Джулиан неожиданно рванулся вперед и успел схватить ее. Он заломил ей руку за спину, прижимая к столбу. Но Пэйшенс скорее откусила бы себе язык, чем закричала.
– О какой чести ты говоришь, голубушка? Я прекрасно помню, какое удовольствие получил, лаская твое изящное тело и избавляя тебя от целомудренности, – заявил он, сально усмехаясь. – Лорду Грэттену девственницы ни к чему. Они слишком скучны и с ними много мороки. Ему нужна очаровательная актриса, которая будет искусно изображать добродетель, но при этом охотно удовлетворит его с изощренностью шлюхи из Ковент-Гардена.

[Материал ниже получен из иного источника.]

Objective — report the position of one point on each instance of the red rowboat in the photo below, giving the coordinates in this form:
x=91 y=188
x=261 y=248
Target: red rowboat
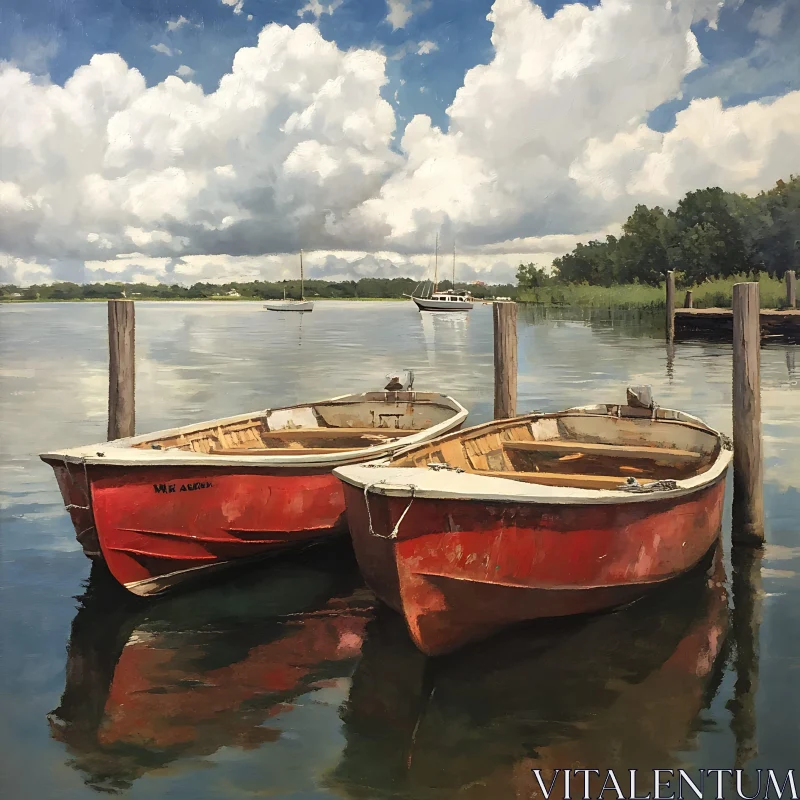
x=168 y=506
x=539 y=516
x=623 y=688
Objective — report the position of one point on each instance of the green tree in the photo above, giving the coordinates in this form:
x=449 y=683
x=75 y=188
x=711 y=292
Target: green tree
x=706 y=239
x=529 y=276
x=640 y=255
x=591 y=263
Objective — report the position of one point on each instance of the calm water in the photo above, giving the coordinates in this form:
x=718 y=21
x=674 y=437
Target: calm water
x=287 y=680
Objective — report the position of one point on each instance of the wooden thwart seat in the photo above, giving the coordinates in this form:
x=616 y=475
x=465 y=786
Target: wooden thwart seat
x=331 y=433
x=276 y=451
x=561 y=447
x=571 y=481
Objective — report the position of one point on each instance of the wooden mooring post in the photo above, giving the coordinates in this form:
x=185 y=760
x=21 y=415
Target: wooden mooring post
x=121 y=369
x=670 y=305
x=504 y=315
x=748 y=464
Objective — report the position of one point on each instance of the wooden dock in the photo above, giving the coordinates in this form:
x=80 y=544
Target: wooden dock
x=717 y=323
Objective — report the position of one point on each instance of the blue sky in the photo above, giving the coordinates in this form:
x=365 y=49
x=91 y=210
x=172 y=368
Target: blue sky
x=57 y=37
x=535 y=154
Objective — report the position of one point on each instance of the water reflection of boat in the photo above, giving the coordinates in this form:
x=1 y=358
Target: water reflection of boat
x=621 y=691
x=151 y=685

– Отправь к нему Дейдру, – сказала Пэйшенс, вздрагивая при мысли о том, что ее судьба в руках человека, воспринимающего ее как вещь, которую можно покупать и продавать. – Ей все равно, с кем делить постель, если перенесенные неудобства будут как следует оплачены.

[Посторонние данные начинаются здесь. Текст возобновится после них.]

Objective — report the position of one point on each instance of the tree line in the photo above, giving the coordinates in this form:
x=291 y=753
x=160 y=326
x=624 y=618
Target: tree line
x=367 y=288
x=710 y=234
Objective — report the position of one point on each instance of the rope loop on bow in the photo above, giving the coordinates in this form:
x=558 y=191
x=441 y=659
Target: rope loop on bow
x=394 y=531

За это дерзкое замечание Пэйшенс была вознаграждена болью в руке. Она крепко зажмурилась и сдержала крик. В голове ее, как туманное видение, промелькнул образ Дейдры, которая без особых угрызений совести торговала своим телом, если того требовали обстоятельства. И хотя это особо не афишировалось, Пэйшенс знала, что Джулиан и Дейдра уже много лет были любовниками. Всякий раз, когда Дейдра смотрела на Феникса, в ее взгляде читались такая собачья преданность и обожание, что Пэйшенс становилось тошно. Дейдра была постоянным напоминанием о том, что любовь зла. Она превращает людей в болванов.

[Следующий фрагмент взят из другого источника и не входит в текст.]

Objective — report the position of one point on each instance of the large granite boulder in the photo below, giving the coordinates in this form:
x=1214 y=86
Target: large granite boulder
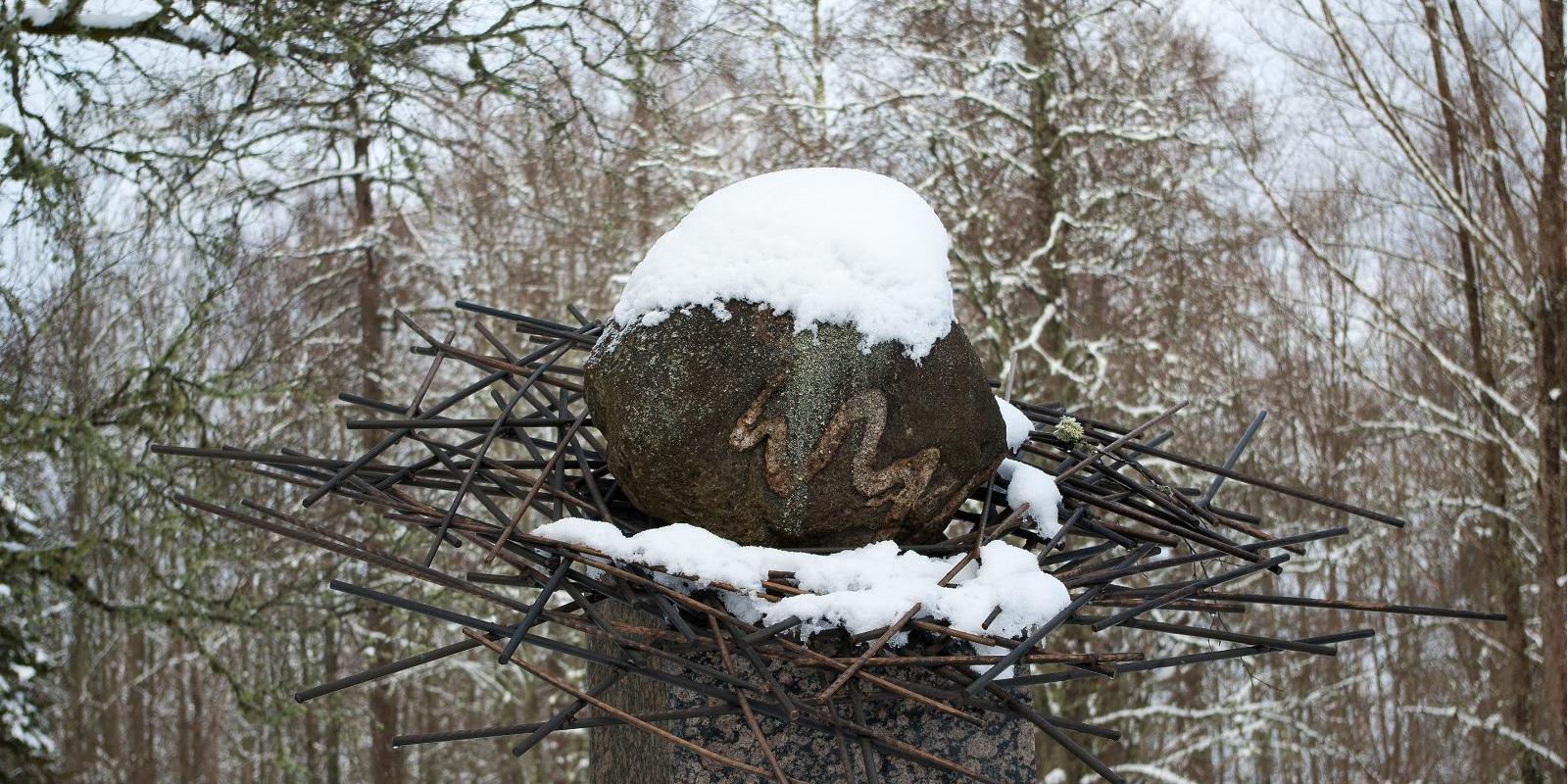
x=765 y=435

– Согласен, Дейдра гораздо красивее, – сказал он, зарываясь лицом в волосы Пэйшенс и вдыхая ее запах. – И покорнее. Но, к сожалению, его светлость поражен твоей молодостью и чистотой, милая. Наша сделка будет считаться недействительной, если я пришлю ему кого-то другого.
Пэйшенс задрожала. Для Джулиана Феникса это был всего лишь бизнес, и он с нетерпением ждал момента, когда можно будет, наконец, вернуться в гостиницу, где их ждал сытный ужин и тепло очага.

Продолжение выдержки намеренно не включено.